‘Spirits Among Us,’ Sell the Gospel with More Superstition

More Christian horror movies are coming out as I predicted they would. As the Christian entertainment empire grows it will diversify into genres, horror one of the best in addressing sin, demons, the afterlife, etc. So now we have Spirits Among Us which looks like a cross between the low budget success story Paranormal Activity and the classic Poltergeist. Only the spirits in question aren’t the dead, they’re demons–I guarantee it even as I have not seen the film.
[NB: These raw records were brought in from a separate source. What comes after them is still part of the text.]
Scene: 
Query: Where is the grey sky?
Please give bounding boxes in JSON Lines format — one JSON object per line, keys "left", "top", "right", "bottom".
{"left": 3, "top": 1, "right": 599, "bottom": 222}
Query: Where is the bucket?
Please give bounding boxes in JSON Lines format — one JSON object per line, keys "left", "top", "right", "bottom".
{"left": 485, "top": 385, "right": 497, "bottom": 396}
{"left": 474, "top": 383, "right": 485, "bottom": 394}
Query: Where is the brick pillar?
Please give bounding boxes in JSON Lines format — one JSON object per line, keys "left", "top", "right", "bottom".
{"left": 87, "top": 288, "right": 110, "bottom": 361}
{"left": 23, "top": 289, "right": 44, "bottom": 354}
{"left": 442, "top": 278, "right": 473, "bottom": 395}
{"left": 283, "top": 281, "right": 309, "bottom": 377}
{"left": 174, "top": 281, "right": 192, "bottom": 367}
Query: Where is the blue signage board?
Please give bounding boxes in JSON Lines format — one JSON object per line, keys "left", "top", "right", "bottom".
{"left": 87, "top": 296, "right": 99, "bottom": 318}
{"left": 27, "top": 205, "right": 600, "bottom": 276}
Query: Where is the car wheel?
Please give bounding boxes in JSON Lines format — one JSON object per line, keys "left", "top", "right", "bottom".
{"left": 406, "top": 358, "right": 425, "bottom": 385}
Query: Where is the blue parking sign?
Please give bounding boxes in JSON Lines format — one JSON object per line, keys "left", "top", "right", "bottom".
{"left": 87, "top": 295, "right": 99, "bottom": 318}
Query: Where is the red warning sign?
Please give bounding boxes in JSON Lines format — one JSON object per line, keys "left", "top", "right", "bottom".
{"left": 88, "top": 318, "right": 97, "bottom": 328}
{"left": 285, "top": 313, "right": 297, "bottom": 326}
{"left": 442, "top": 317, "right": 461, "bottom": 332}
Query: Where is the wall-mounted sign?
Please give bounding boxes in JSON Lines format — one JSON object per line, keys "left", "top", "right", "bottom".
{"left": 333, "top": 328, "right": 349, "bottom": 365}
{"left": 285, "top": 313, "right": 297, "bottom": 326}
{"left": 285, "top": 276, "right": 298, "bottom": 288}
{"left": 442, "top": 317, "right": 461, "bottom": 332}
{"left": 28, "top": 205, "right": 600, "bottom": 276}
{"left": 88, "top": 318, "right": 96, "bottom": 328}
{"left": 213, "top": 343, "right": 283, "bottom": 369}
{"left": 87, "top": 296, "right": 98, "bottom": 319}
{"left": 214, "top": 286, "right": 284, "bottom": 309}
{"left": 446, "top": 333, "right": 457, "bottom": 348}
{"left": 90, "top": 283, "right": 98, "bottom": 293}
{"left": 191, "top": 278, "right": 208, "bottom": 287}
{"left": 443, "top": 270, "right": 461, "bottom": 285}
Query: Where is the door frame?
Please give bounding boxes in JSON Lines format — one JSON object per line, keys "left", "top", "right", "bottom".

What is happening then is that DGW Media Productions, the makers of Spirits Among Us, is jumping on the ghost hunting trends of The Sy Fy Channel and The Travel Channel and finding a way to sell their version of it, the one with the gospel message. While I like fictional ghosts, to Christians this is not fiction and to ghost hunters this is not fiction. The characters may be scripted, but the situations are considered real.  These film producers are promoting more superstition when the more responsible thing to do would be to debunk the spirits and then sell the gospel. Instead they’re tapping into unfounded fears of perceived ghosts–which they will say are demons out to get you.

The one Christian author I still admire for his book Crash Go the Chariots is Clifford Wilson who exposed the superstitious nonsense of Erich Von Daniken. Sure, his conclusions still resulted in God and other books he’s written I find contention with but he dispensed with the obvious alien paranoia bunk by using some sound judgment and research. I also remember in my youth group being shown a video about a Christian magician (I no longer know the name) who exposed a con artist who claimed to have psychic abilites by moving objects seemingly without touching them. Instead of attributing his eerie gift to demons, this Christian magician figured out how the trick was done (in this case it was by breath control, or puffing on objects without spectators noticing).
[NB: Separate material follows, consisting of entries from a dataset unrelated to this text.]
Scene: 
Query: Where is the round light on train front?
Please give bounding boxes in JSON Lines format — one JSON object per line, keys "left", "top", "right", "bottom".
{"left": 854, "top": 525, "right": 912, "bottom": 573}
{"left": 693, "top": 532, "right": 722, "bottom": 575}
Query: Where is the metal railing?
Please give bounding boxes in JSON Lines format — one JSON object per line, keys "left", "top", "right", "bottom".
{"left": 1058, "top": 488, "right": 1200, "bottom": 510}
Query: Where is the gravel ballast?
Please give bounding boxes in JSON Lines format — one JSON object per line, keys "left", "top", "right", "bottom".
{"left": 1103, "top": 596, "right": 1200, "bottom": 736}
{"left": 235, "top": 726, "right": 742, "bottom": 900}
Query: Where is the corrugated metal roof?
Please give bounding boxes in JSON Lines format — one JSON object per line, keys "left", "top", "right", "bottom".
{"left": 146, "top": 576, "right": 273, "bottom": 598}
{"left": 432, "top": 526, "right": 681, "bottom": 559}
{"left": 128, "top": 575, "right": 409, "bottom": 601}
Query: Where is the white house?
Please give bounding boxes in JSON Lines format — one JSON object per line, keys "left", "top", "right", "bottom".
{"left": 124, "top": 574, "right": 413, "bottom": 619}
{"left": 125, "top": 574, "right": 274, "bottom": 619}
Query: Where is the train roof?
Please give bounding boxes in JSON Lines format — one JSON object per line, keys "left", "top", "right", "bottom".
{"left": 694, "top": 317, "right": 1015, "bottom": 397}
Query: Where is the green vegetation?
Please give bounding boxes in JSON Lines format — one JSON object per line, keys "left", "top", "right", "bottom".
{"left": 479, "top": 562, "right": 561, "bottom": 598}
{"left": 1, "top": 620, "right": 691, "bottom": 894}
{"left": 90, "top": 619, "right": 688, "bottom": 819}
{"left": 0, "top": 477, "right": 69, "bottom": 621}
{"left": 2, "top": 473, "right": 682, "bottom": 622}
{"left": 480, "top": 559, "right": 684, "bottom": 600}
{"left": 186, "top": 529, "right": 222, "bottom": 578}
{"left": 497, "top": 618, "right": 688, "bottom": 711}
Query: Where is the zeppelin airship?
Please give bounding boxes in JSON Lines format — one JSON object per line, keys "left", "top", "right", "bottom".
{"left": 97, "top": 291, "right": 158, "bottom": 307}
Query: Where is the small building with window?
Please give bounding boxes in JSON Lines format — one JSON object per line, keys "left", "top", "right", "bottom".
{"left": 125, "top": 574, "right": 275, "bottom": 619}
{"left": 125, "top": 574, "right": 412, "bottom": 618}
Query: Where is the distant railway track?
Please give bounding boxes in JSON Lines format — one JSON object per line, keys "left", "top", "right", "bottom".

I guess what I’m saying is, even in the midst of promoting “the gospel” it seems to me that Christians can also expose basic superstitious nonsense. My Dad always did and he’s a creationist and he taught me even as a Christian to be skeptical. Moving chairs, noises in the night, photographs with ghostly blurs–Christians don’t have to buy into this. But I know with the Christian horror genre these sorts of things will be exploited, possibly to their detriment. I don’t know how many times I’ve run into professing Christians who believe in ghosts or psychic phenomena and have no clue as the traditional Biblical stance. In fact, by not debunking the nonsense, Christians may be promoting a genre that undermines the Bible. If you say it is demons that moved the chair and later on we get proof it was human fraud, that makes you part of the problem. Is this what Christian filmmakers want to promote?

A good horror film is a good horror film though. Don’t misread me in that I’m not against using the supernatural in horror, I just think this approach is the wrong direction, Christians building upon nonChristian superstition. Or maybe at the very least I would encourage another Christian filmmaker to go in the opposite direction–expose the fraud/debunk the ghosts and then get into the theology of salvation.
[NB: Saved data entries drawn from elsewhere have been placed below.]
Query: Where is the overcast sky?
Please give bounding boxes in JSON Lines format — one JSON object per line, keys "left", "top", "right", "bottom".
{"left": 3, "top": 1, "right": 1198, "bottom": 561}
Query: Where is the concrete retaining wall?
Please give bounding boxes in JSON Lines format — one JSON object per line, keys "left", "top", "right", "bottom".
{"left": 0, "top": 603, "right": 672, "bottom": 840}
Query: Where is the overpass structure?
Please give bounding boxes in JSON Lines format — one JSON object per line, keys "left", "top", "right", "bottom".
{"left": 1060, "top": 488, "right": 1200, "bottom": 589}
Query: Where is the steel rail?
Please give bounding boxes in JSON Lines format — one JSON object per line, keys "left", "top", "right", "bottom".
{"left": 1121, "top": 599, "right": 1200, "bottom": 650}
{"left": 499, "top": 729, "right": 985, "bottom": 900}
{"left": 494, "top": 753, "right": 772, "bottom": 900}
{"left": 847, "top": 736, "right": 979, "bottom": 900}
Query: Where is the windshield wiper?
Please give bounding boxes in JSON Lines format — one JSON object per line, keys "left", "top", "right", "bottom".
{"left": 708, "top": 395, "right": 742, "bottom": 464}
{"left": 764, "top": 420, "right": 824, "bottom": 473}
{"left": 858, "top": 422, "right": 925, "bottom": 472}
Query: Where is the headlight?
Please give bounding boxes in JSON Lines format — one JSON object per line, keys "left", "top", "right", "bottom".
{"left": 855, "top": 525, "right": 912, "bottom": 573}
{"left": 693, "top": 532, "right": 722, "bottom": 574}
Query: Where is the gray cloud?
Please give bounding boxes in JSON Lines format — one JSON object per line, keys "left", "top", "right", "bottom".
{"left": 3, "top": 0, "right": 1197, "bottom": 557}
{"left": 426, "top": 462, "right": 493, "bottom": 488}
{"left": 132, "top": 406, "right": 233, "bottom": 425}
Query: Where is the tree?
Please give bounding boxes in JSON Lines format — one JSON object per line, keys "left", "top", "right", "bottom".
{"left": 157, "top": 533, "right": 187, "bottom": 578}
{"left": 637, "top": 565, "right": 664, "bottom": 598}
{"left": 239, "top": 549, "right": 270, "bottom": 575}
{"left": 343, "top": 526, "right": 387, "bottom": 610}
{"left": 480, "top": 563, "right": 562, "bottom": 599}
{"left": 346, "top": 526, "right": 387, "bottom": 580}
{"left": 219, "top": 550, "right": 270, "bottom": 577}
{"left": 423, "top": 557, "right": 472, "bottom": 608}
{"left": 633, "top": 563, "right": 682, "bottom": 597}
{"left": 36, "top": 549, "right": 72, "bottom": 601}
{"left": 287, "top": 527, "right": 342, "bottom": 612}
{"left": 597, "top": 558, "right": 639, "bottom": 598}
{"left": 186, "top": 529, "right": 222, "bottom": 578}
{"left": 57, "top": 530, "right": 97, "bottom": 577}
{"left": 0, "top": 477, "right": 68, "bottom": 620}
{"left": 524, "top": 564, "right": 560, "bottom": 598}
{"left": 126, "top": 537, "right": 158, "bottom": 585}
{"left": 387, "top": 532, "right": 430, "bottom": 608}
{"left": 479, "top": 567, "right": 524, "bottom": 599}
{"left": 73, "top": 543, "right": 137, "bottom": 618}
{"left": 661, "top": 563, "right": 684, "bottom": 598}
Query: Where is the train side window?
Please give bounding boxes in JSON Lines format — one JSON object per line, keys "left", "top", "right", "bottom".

Of course if Christians want to make fools of themselves I guess they’re free to, but I can’t discuss much with a superstitious Christian versus one who is attempting to be rational. It’s the same issue Christians have had to come to grips with in dealing with such medical issues as epileptic fits–is it demon possession or a misfiring of the brain? When someone tells you that they’re seeing dead children, hearing voices, and has a fear of demons, maybe it’s time to get them to a psychiatrist instead of their pastor or priest.